I think sometimes about skin surgery. I don’t know if they do that for fat people who have extra skin, or if it’s just for the traditional after. I wonder if there is any correlation between the surgery that I think about for my skin & gender affirming care. Am I a traitor to my body if I want to remove some of it while a person who receives gender affirming care is befriending theirs? Is it so bad to want being in this body to be a little easier? Must I do everything the hard way? Where in the world did I get the idea that you have to either accept yourself or change? There are worlds beyond those two possibilities, & between them my skin speaks for itself.
III.
In the dark I move my hands across my abdomen & find the spot where my gallbladder was pulled out. My fingers are surprised at a softness like lips puffed around the horizontal line of scar. My skin is dry so I head into the light & rub coconut oil on all I can reach. The oil is no small miracle of ordinary care.

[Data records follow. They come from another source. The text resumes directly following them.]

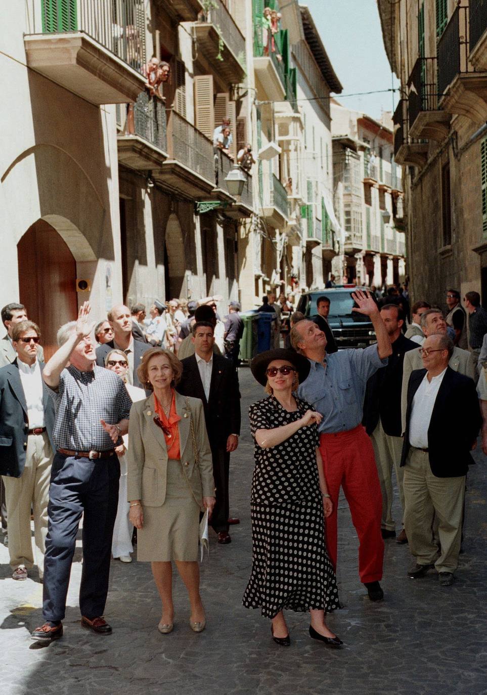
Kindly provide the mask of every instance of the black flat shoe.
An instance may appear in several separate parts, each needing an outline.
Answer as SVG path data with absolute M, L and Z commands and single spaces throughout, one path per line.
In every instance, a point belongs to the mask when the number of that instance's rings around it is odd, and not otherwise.
M 274 637 L 274 626 L 271 623 L 270 631 L 272 635 L 272 639 L 274 639 L 276 644 L 279 644 L 281 647 L 288 647 L 291 644 L 291 640 L 289 638 L 289 634 L 288 634 L 285 637 Z
M 334 649 L 339 649 L 343 642 L 338 637 L 325 637 L 324 635 L 317 632 L 315 628 L 310 625 L 309 636 L 313 639 L 319 639 L 320 642 L 324 642 L 327 647 L 333 647 Z M 274 637 L 275 639 L 275 637 Z

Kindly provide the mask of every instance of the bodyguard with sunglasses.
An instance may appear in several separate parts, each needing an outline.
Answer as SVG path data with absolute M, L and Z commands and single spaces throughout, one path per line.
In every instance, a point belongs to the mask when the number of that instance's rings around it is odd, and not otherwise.
M 32 321 L 15 324 L 17 357 L 0 369 L 0 473 L 5 485 L 8 551 L 13 578 L 23 580 L 35 563 L 42 580 L 47 533 L 47 503 L 53 459 L 54 405 L 38 360 L 40 332 Z

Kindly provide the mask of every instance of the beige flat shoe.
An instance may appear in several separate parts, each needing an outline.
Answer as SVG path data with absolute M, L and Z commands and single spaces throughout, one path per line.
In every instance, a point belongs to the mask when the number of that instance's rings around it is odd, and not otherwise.
M 174 623 L 159 623 L 157 626 L 157 629 L 161 635 L 169 635 L 170 632 L 172 632 L 174 628 Z
M 195 621 L 191 620 L 190 618 L 190 627 L 192 630 L 193 632 L 202 632 L 203 630 L 206 627 L 206 619 L 201 621 L 201 623 L 195 622 Z

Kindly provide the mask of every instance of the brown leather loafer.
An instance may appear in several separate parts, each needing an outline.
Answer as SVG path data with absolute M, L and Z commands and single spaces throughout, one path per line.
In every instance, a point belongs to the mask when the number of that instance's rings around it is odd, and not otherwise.
M 97 632 L 98 635 L 111 635 L 112 628 L 111 626 L 108 625 L 106 621 L 100 616 L 93 618 L 90 620 L 89 618 L 85 618 L 84 615 L 81 616 L 81 625 L 83 628 L 86 628 L 88 630 L 92 630 L 94 632 Z
M 47 623 L 44 623 L 40 628 L 36 628 L 31 632 L 31 639 L 35 639 L 38 642 L 49 642 L 51 639 L 59 639 L 63 637 L 63 623 L 56 625 L 55 628 L 51 628 Z

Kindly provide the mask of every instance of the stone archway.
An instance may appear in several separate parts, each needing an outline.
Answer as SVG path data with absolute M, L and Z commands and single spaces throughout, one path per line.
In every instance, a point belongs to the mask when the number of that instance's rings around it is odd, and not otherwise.
M 177 216 L 172 213 L 167 220 L 164 238 L 166 300 L 188 294 L 186 286 L 186 258 L 183 232 Z

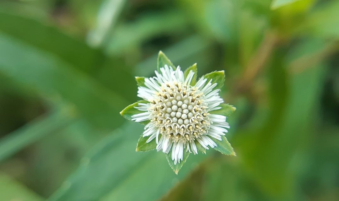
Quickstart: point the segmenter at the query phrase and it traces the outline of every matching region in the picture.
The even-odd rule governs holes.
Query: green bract
[[[219,95],[224,71],[197,80],[196,63],[183,72],[161,51],[157,63],[156,77],[135,78],[138,96],[144,100],[120,113],[128,120],[146,125],[136,151],[162,150],[177,174],[191,153],[206,154],[212,148],[235,156],[224,135],[230,128],[226,118],[236,108],[223,103]]]

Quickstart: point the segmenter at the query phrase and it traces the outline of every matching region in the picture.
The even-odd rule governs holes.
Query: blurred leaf
[[[284,5],[292,3],[299,0],[273,0],[271,4],[271,9],[276,9]]]
[[[179,172],[180,169],[182,167],[182,166],[185,164],[185,163],[186,162],[186,160],[187,160],[187,158],[188,157],[188,156],[190,156],[190,152],[185,152],[185,150],[184,150],[183,151],[183,157],[182,160],[181,161],[180,163],[177,163],[176,164],[174,164],[174,161],[172,160],[172,152],[173,151],[173,149],[171,149],[171,151],[168,154],[166,154],[166,158],[167,159],[167,161],[168,162],[168,164],[170,164],[170,166],[171,166],[171,168],[173,170],[173,172],[174,173],[176,174],[176,175],[178,174],[178,173]]]
[[[137,81],[137,84],[139,86],[146,86],[145,85],[145,77],[135,77],[135,81]]]
[[[135,100],[134,94],[125,93],[126,88],[134,89],[132,87],[135,85],[132,82],[133,77],[129,67],[122,60],[107,59],[101,51],[91,48],[46,23],[1,12],[0,18],[3,19],[0,21],[0,30],[4,33],[40,50],[52,53],[58,59],[71,64],[69,67],[84,72],[124,98]],[[22,29],[26,31],[23,32]],[[112,68],[113,65],[119,67]],[[115,74],[120,76],[112,79],[112,75]],[[122,80],[125,81],[125,88],[117,87]]]
[[[191,81],[191,83],[188,83],[188,84],[191,84],[192,86],[194,86],[195,85],[196,82],[197,82],[197,75],[198,73],[198,70],[197,69],[197,63],[195,63],[188,68],[187,68],[185,70],[185,72],[184,72],[184,77],[185,79],[187,77],[187,76],[188,75],[188,73],[190,73],[190,72],[191,71],[193,71],[193,72],[194,73],[194,75],[193,76],[193,78],[192,78],[192,80]]]
[[[221,107],[221,108],[219,109],[213,110],[210,111],[209,112],[211,114],[221,115],[226,116],[226,117],[228,117],[233,114],[236,109],[235,107],[234,107],[233,105],[231,105],[225,103],[222,103],[218,106]]]
[[[214,138],[210,138],[218,145],[213,148],[215,150],[225,155],[236,156],[235,152],[234,152],[233,147],[225,136],[221,137],[222,140],[219,140]]]
[[[199,32],[216,39],[230,42],[237,36],[236,19],[240,5],[239,1],[184,0],[180,1],[186,17]]]
[[[158,36],[178,34],[187,28],[187,19],[177,10],[147,13],[135,21],[117,25],[107,43],[105,51],[109,55],[129,53],[131,49]]]
[[[139,138],[136,150],[137,152],[147,152],[155,149],[157,147],[155,139],[153,139],[151,142],[147,143],[146,141],[149,137],[143,137],[142,135]],[[160,138],[161,136],[161,135],[159,134],[159,138]]]
[[[0,173],[0,195],[2,200],[40,201],[43,198],[4,174]]]
[[[129,123],[104,139],[49,200],[156,200],[190,172],[193,162],[201,160],[193,157],[181,174],[174,174],[164,153],[136,152],[137,138],[133,134],[142,129]]]
[[[165,54],[161,51],[159,52],[158,55],[158,62],[157,66],[158,66],[158,71],[160,72],[160,68],[165,66],[166,65],[168,67],[172,66],[173,69],[175,70],[176,67],[172,63],[170,59],[166,57]]]
[[[58,55],[79,70],[93,73],[102,60],[100,51],[37,21],[0,12],[0,29],[21,40]],[[25,32],[22,32],[25,30]],[[79,59],[81,58],[81,59]]]
[[[193,46],[194,48],[192,48]],[[174,44],[164,52],[175,63],[180,63],[181,66],[199,63],[200,72],[203,72],[204,69],[211,66],[211,58],[215,55],[211,49],[211,41],[198,35],[194,35]],[[158,54],[154,54],[138,64],[136,74],[147,77],[153,75],[154,62],[157,61],[158,56]]]
[[[98,14],[96,27],[89,31],[87,41],[91,46],[101,45],[110,31],[114,26],[125,0],[102,1]]]
[[[144,111],[140,111],[139,109],[135,108],[135,107],[140,106],[139,103],[149,103],[148,101],[144,100],[140,100],[137,101],[133,104],[131,104],[128,106],[126,107],[122,110],[120,112],[120,114],[123,117],[125,117],[126,119],[130,121],[132,121],[132,116],[133,115],[136,115],[144,112]],[[149,122],[149,120],[145,121],[140,122],[143,124],[146,124]]]
[[[225,72],[223,71],[215,71],[208,73],[203,76],[204,78],[207,79],[206,83],[208,83],[210,80],[212,80],[211,83],[213,84],[217,83],[217,86],[214,89],[221,88],[224,85],[225,82]]]
[[[46,135],[53,133],[74,120],[75,116],[66,107],[62,111],[40,117],[0,140],[0,161],[16,153]]]
[[[112,128],[123,122],[123,99],[59,58],[2,34],[0,54],[0,71],[41,94],[60,95],[97,126]]]
[[[339,1],[330,1],[316,8],[311,13],[305,21],[300,24],[302,34],[313,35],[325,38],[339,38]]]

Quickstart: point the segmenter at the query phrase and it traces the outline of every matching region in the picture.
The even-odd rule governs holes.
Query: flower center
[[[211,122],[203,93],[180,83],[163,84],[161,89],[148,109],[161,135],[185,143],[206,134]]]

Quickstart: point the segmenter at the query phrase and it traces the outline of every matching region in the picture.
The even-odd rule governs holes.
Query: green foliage
[[[226,117],[228,117],[232,114],[236,109],[235,107],[229,104],[222,103],[220,104],[221,108],[219,109],[213,110],[210,112],[212,114],[221,115]]]
[[[0,1],[0,200],[338,200],[338,1]],[[173,63],[231,126],[175,165],[119,114]]]
[[[183,156],[182,160],[180,163],[178,162],[176,164],[174,164],[174,161],[172,160],[172,152],[173,149],[171,149],[171,150],[168,154],[166,154],[166,158],[167,159],[167,161],[168,162],[168,164],[171,166],[171,168],[173,170],[173,172],[176,174],[177,175],[179,172],[179,170],[182,167],[182,166],[186,162],[186,160],[190,156],[190,152],[183,152]]]
[[[159,134],[159,138],[161,136],[161,135]],[[157,147],[157,143],[155,140],[153,140],[148,143],[146,142],[149,137],[143,137],[142,135],[138,141],[136,150],[137,152],[147,152],[155,149]]]
[[[235,156],[235,152],[234,152],[233,148],[231,146],[231,144],[228,142],[226,138],[225,137],[225,136],[222,136],[221,138],[222,140],[219,140],[215,138],[211,138],[211,139],[215,142],[217,145],[213,148],[223,154]]]
[[[172,63],[170,59],[166,57],[165,54],[160,51],[159,52],[159,54],[158,55],[158,62],[157,63],[157,66],[158,66],[158,71],[160,71],[160,68],[163,67],[165,65],[166,65],[170,66],[172,66],[173,69],[175,69],[176,67]]]
[[[221,88],[224,85],[225,82],[225,72],[223,71],[215,71],[204,75],[204,78],[207,79],[207,82],[212,80],[211,83],[213,84],[217,83],[215,89]]]
[[[136,115],[143,112],[135,108],[135,107],[140,106],[139,105],[139,103],[147,103],[148,102],[147,101],[144,100],[137,101],[125,107],[125,109],[124,109],[120,112],[120,114],[124,117],[126,118],[126,119],[130,121],[132,121],[132,116],[133,115]],[[144,121],[140,123],[143,124],[146,124],[149,121]]]
[[[276,9],[285,5],[300,0],[273,0],[271,4],[271,8]]]
[[[191,81],[191,83],[189,83],[188,84],[192,86],[194,86],[195,85],[196,82],[197,82],[197,75],[198,73],[196,63],[187,68],[185,70],[185,72],[184,72],[184,76],[185,79],[187,77],[187,76],[188,75],[188,73],[190,73],[190,72],[191,71],[192,71],[194,73],[194,75],[193,76],[193,78],[192,78],[192,81]]]
[[[137,81],[137,84],[139,86],[145,86],[145,77],[135,77],[135,81]]]
[[[0,194],[4,200],[40,201],[42,197],[3,173],[0,174]]]

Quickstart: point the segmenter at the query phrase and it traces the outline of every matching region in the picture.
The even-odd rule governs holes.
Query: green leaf
[[[228,117],[233,114],[236,109],[235,107],[233,105],[226,103],[222,103],[219,106],[221,107],[221,108],[219,109],[213,110],[208,112],[211,114],[221,115]]]
[[[225,155],[236,156],[235,152],[234,152],[233,148],[225,136],[223,136],[221,137],[222,140],[221,141],[214,138],[210,138],[218,145],[213,148],[215,150]]]
[[[0,173],[0,195],[2,200],[40,201],[45,200],[24,185],[16,181],[15,180],[2,173]]]
[[[93,74],[103,55],[98,49],[36,20],[0,12],[1,32],[44,51],[52,53],[81,71]],[[16,24],[16,26],[13,26]],[[26,30],[24,33],[23,30]],[[65,47],[67,47],[65,51]],[[79,59],[81,58],[81,59]]]
[[[161,135],[159,135],[159,139],[161,137]],[[154,149],[157,147],[157,143],[155,139],[153,139],[152,141],[147,143],[146,141],[149,138],[149,136],[143,137],[142,135],[139,138],[137,144],[137,149],[136,151],[137,152],[147,152]]]
[[[74,121],[74,111],[64,107],[33,120],[5,136],[0,141],[0,161],[49,134],[53,133]]]
[[[148,102],[149,102],[148,101],[144,100],[137,101],[134,103],[131,104],[125,107],[125,109],[123,109],[121,112],[120,112],[120,114],[126,119],[130,121],[132,121],[132,119],[133,119],[132,118],[132,115],[144,112],[144,111],[140,111],[139,109],[135,108],[135,107],[139,106],[139,104],[140,103],[147,103]],[[146,124],[149,122],[149,121],[145,121],[139,123],[142,123],[143,124]]]
[[[214,71],[207,73],[203,77],[207,79],[206,83],[212,79],[212,84],[214,83],[217,84],[215,89],[221,88],[224,85],[224,82],[225,82],[225,72],[223,71]]]
[[[173,170],[173,171],[177,175],[178,173],[179,172],[179,170],[182,167],[183,165],[186,162],[186,160],[187,160],[187,158],[188,157],[188,156],[190,155],[190,152],[186,152],[185,151],[186,150],[184,149],[183,150],[183,157],[182,160],[180,161],[180,163],[177,163],[175,165],[174,161],[172,160],[172,151],[173,150],[173,149],[171,149],[171,150],[170,152],[170,153],[166,154],[166,158],[167,159],[167,161],[168,161],[168,164],[170,164],[170,166],[171,166],[172,169]]]
[[[159,51],[159,54],[158,55],[158,62],[157,63],[158,71],[160,72],[160,68],[163,67],[165,65],[167,65],[169,67],[172,66],[174,70],[176,69],[175,66],[172,63],[172,62],[167,58],[167,57],[165,55],[165,54],[161,51]]]
[[[202,154],[192,156],[185,164],[187,168],[179,175],[174,174],[162,152],[135,152],[133,134],[142,129],[140,124],[128,122],[103,139],[48,200],[159,200],[176,185],[169,181],[182,180],[191,172],[194,164],[205,158]]]
[[[145,77],[136,77],[135,81],[137,81],[137,84],[139,86],[146,86],[145,85]]]
[[[271,9],[273,10],[281,6],[294,3],[300,0],[273,0],[271,4]]]
[[[194,86],[197,82],[197,74],[198,72],[198,69],[197,68],[197,63],[195,63],[190,66],[185,71],[185,72],[184,72],[184,76],[185,79],[187,77],[187,76],[188,75],[188,73],[191,71],[193,71],[193,72],[194,73],[194,75],[193,76],[193,78],[192,78],[192,81],[191,81],[191,83],[188,83],[188,84],[192,86]]]
[[[1,73],[52,102],[72,103],[82,116],[96,126],[112,129],[123,121],[118,114],[125,99],[58,56],[2,33],[0,55]]]
[[[198,149],[198,151],[201,152],[203,154],[206,154],[206,149],[204,147],[200,144],[200,143],[198,142],[197,141],[196,141],[195,142],[195,146],[197,147],[197,149]]]

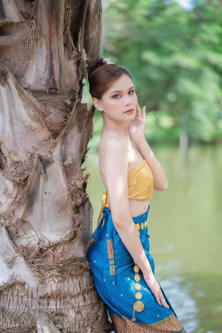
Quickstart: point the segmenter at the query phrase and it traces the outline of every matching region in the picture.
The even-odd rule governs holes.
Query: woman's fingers
[[[144,106],[142,108],[142,118],[144,119],[145,118],[145,110],[146,110],[146,105]]]
[[[160,294],[159,294],[159,297],[161,304],[164,308],[167,308],[168,309],[169,309],[169,306],[166,302],[166,300],[164,298],[164,296],[163,295],[161,290],[160,290]]]
[[[136,108],[136,116],[137,116],[138,117],[141,117],[141,111],[140,111],[140,109],[139,108],[139,104],[138,102],[137,102]]]

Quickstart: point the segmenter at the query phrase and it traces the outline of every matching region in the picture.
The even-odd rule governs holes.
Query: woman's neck
[[[103,117],[103,118],[102,134],[105,132],[113,133],[121,137],[129,139],[127,122],[116,122],[105,117]]]

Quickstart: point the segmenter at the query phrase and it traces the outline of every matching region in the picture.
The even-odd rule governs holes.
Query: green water
[[[157,279],[187,333],[222,332],[222,146],[154,147],[168,185],[154,191],[149,212]],[[97,152],[85,163],[94,227],[104,187]]]

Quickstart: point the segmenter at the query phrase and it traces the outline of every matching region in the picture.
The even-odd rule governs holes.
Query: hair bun
[[[94,59],[88,63],[88,66],[86,67],[86,70],[88,73],[88,76],[91,75],[97,68],[106,65],[106,63],[104,62],[104,58],[99,58],[98,59]]]

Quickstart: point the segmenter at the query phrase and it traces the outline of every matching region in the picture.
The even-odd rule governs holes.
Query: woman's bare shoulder
[[[116,153],[126,155],[127,149],[123,142],[117,136],[109,135],[101,138],[98,147],[99,155],[106,155],[113,154],[116,156]]]

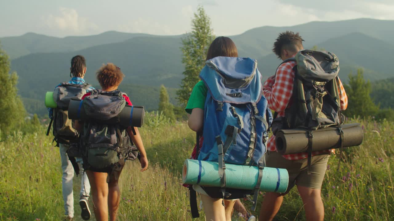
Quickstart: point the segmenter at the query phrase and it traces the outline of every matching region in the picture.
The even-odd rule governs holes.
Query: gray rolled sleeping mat
[[[364,133],[359,123],[341,125],[343,130],[343,147],[358,146],[364,139]],[[282,155],[308,151],[308,131],[303,129],[281,130],[276,134],[276,148]],[[341,138],[338,127],[335,126],[313,131],[312,151],[339,148]]]
[[[85,100],[71,99],[69,105],[69,118],[86,121],[99,121],[104,123],[119,124],[128,127],[141,127],[144,123],[145,111],[144,107],[140,106],[125,105],[119,114],[110,119],[103,119],[95,117],[95,115],[87,113]]]

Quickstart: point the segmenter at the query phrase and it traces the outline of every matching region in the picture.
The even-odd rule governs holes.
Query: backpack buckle
[[[253,107],[253,111],[255,112],[255,114],[258,115],[258,109],[257,109],[257,106],[255,103],[252,103],[252,106]]]
[[[216,110],[223,110],[223,103],[218,102],[217,102],[217,107],[216,108]]]

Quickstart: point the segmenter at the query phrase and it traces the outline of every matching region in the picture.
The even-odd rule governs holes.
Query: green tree
[[[364,79],[362,69],[357,70],[357,74],[349,75],[349,83],[344,85],[348,95],[348,105],[344,112],[348,117],[359,116],[362,117],[374,116],[379,108],[374,103],[370,94],[371,83]]]
[[[0,48],[0,131],[5,134],[20,126],[26,111],[18,95],[16,72],[10,74],[8,56]]]
[[[167,90],[163,85],[160,87],[159,100],[159,112],[161,112],[165,116],[168,118],[171,122],[173,122],[175,120],[174,106],[170,103],[169,96]]]
[[[177,92],[180,104],[186,107],[194,85],[200,80],[199,74],[205,64],[208,48],[215,38],[210,19],[202,6],[199,6],[191,20],[192,31],[182,38],[182,63],[185,65],[181,88]]]

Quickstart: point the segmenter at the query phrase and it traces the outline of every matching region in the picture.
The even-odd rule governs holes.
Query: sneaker
[[[66,215],[64,217],[64,221],[73,221],[74,218],[72,217]]]
[[[256,217],[252,215],[250,216],[250,217],[248,219],[247,221],[256,221]]]
[[[81,206],[81,217],[84,220],[89,220],[90,219],[90,210],[87,205],[88,197],[82,195],[79,198],[79,205]]]

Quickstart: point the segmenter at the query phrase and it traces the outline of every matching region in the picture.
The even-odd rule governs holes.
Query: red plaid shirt
[[[271,76],[266,81],[263,87],[263,92],[268,101],[268,107],[278,112],[278,116],[284,116],[284,110],[287,107],[293,93],[294,72],[293,68],[295,61],[290,61],[282,64],[278,68],[276,74]],[[348,107],[348,96],[345,92],[342,83],[339,80],[338,91],[340,92],[341,109],[345,110]],[[269,151],[276,150],[275,136],[272,136],[268,140],[267,149]],[[312,152],[312,156],[323,153],[335,153],[334,149]],[[296,160],[308,157],[307,153],[301,153],[284,155],[288,160]]]

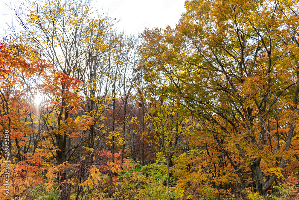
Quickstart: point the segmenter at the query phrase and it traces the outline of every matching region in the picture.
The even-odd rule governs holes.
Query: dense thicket
[[[0,199],[299,199],[298,2],[186,1],[138,37],[91,3],[12,9]]]

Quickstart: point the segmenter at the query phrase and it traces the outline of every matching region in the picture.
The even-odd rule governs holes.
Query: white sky
[[[3,34],[2,29],[6,27],[5,22],[10,22],[13,17],[8,14],[11,11],[4,1],[0,0],[0,34]],[[17,0],[11,1],[13,3]],[[169,25],[174,28],[182,12],[185,11],[184,2],[184,0],[94,0],[93,3],[98,8],[103,7],[104,13],[109,10],[109,16],[112,18],[120,20],[117,27],[123,29],[127,34],[133,34],[143,32],[145,27],[164,28]]]

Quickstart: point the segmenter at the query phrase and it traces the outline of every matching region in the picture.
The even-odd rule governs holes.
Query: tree
[[[261,195],[285,166],[294,134],[292,122],[280,150],[270,145],[271,135],[268,141],[265,137],[266,122],[277,110],[290,122],[296,115],[298,27],[287,22],[297,17],[294,3],[187,1],[187,12],[175,29],[146,30],[142,35],[148,76],[164,87],[169,98],[181,98],[220,152],[227,155],[229,147],[241,156]],[[273,154],[266,154],[269,149]],[[283,153],[277,154],[280,151]],[[279,168],[264,181],[261,161],[275,168],[277,157]],[[230,164],[242,170],[242,165]]]

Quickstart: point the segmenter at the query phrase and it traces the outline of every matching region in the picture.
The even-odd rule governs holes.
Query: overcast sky
[[[1,0],[0,20],[1,30],[6,27],[5,22],[9,22],[13,17]],[[5,1],[7,3],[7,1]],[[16,0],[12,0],[14,3]],[[98,8],[103,8],[103,12],[111,18],[120,20],[116,25],[120,29],[123,28],[127,34],[136,34],[143,32],[145,27],[151,28],[156,27],[165,28],[169,25],[174,27],[185,10],[184,0],[106,0],[94,1]]]

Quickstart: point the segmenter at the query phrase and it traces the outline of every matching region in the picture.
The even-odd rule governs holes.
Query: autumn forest
[[[138,36],[26,1],[0,41],[0,199],[299,199],[299,1],[187,0]]]

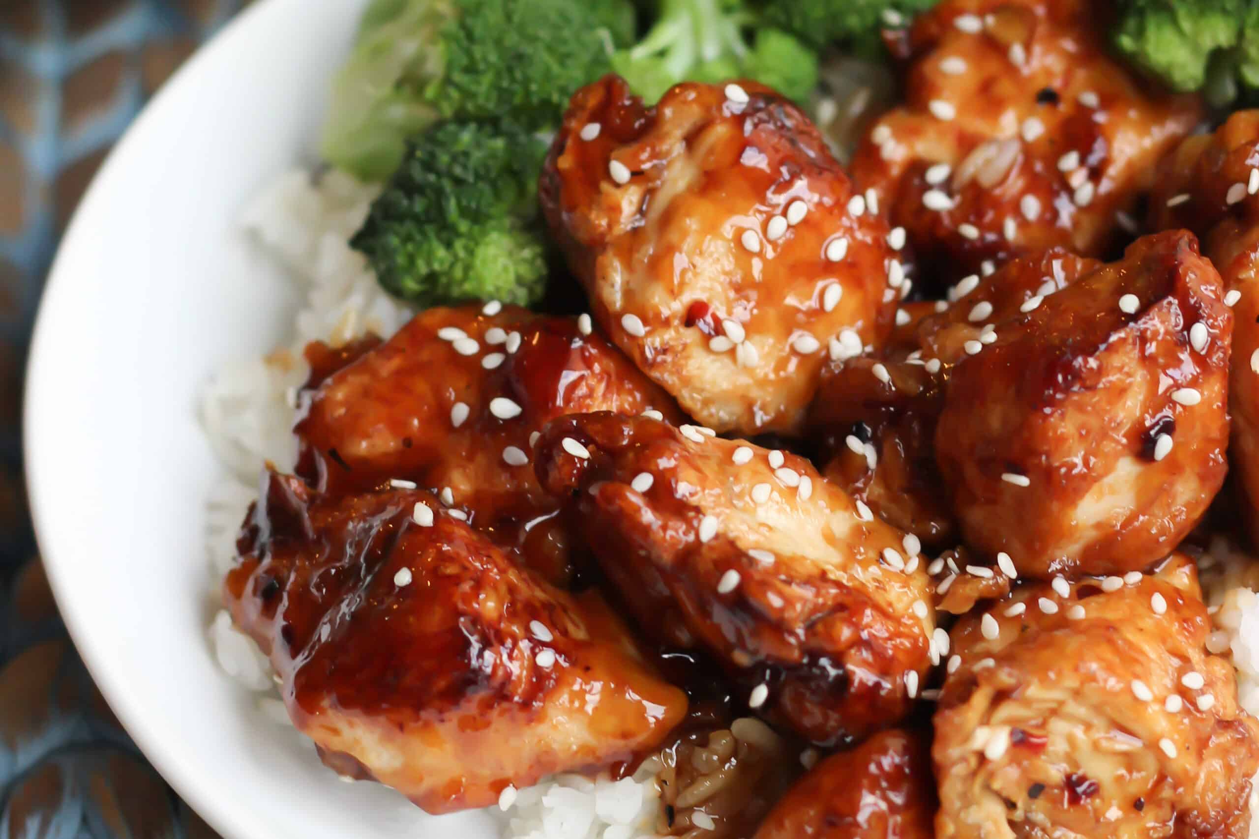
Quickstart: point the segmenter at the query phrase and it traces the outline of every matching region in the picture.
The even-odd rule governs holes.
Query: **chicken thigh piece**
[[[1155,230],[1186,226],[1224,278],[1233,306],[1229,460],[1259,541],[1259,111],[1238,111],[1212,135],[1188,137],[1158,167]]]
[[[1102,4],[1104,5],[1104,4]],[[1089,0],[944,0],[904,45],[906,102],[852,161],[923,265],[956,282],[1053,245],[1104,255],[1162,153],[1199,122],[1110,57]]]
[[[1183,230],[988,322],[935,428],[966,543],[1035,577],[1166,556],[1228,470],[1231,333],[1220,275]]]
[[[534,478],[533,435],[574,410],[680,419],[589,323],[512,306],[431,308],[380,346],[319,361],[296,426],[298,474],[332,493],[392,479],[439,492],[555,582],[570,572],[569,545]]]
[[[1209,634],[1182,555],[962,618],[934,717],[938,839],[1245,839],[1259,723]]]
[[[429,813],[650,750],[686,697],[423,491],[332,498],[271,473],[224,582],[326,764]]]
[[[917,543],[803,458],[709,434],[560,418],[538,475],[642,630],[705,648],[754,711],[823,745],[904,717],[934,630]]]
[[[934,839],[929,738],[890,730],[808,771],[753,839]]]
[[[832,340],[880,343],[909,291],[876,208],[758,84],[679,84],[652,108],[590,84],[540,191],[607,333],[718,431],[796,431]]]

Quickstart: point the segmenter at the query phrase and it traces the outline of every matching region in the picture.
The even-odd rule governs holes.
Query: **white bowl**
[[[497,835],[341,784],[218,669],[204,501],[219,475],[195,395],[278,342],[295,301],[235,220],[312,162],[364,0],[267,0],[198,53],[101,170],[53,265],[25,453],[44,564],[74,643],[145,755],[234,839]]]

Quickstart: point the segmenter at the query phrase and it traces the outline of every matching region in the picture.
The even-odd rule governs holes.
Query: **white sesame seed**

I find marks on my right arm where yesterday a blood pressure cuff took readings every two minutes to monitor for steep drops while I was strapped to a table upright. My face in the mirror pleases my sense of aesthetics, noting even the dense white hair on my upper lip. There’s a rainbow pimple patch under my chin where an ingrown hair has become inflamed & the skin of my chin rejoices that it isn’t the brutality of a bandaid.
When it’s quiet enough to hear my skin, there’s a quality to the experience of aloneness. There will never be another person in here with me. There was once, & once we were all carried in a mother’s body. How can it not make you think of dying? So long as I was barreling through, I didn’t have to get into that.
Not feeling that helps me pass. I can pass as just another mom at pick up the wildest thing about whom is the choice of sunglasses. I know my daughter is far too young to get that not passing is an option you can choose almost like anything else. Now she wants nothing more than the pink things I wanted at her age; the aesthetics of young girls can feel downright archetypal. Instead of giving my daughter the option of not passing I give it to myself; my skin begins to inhabit itself.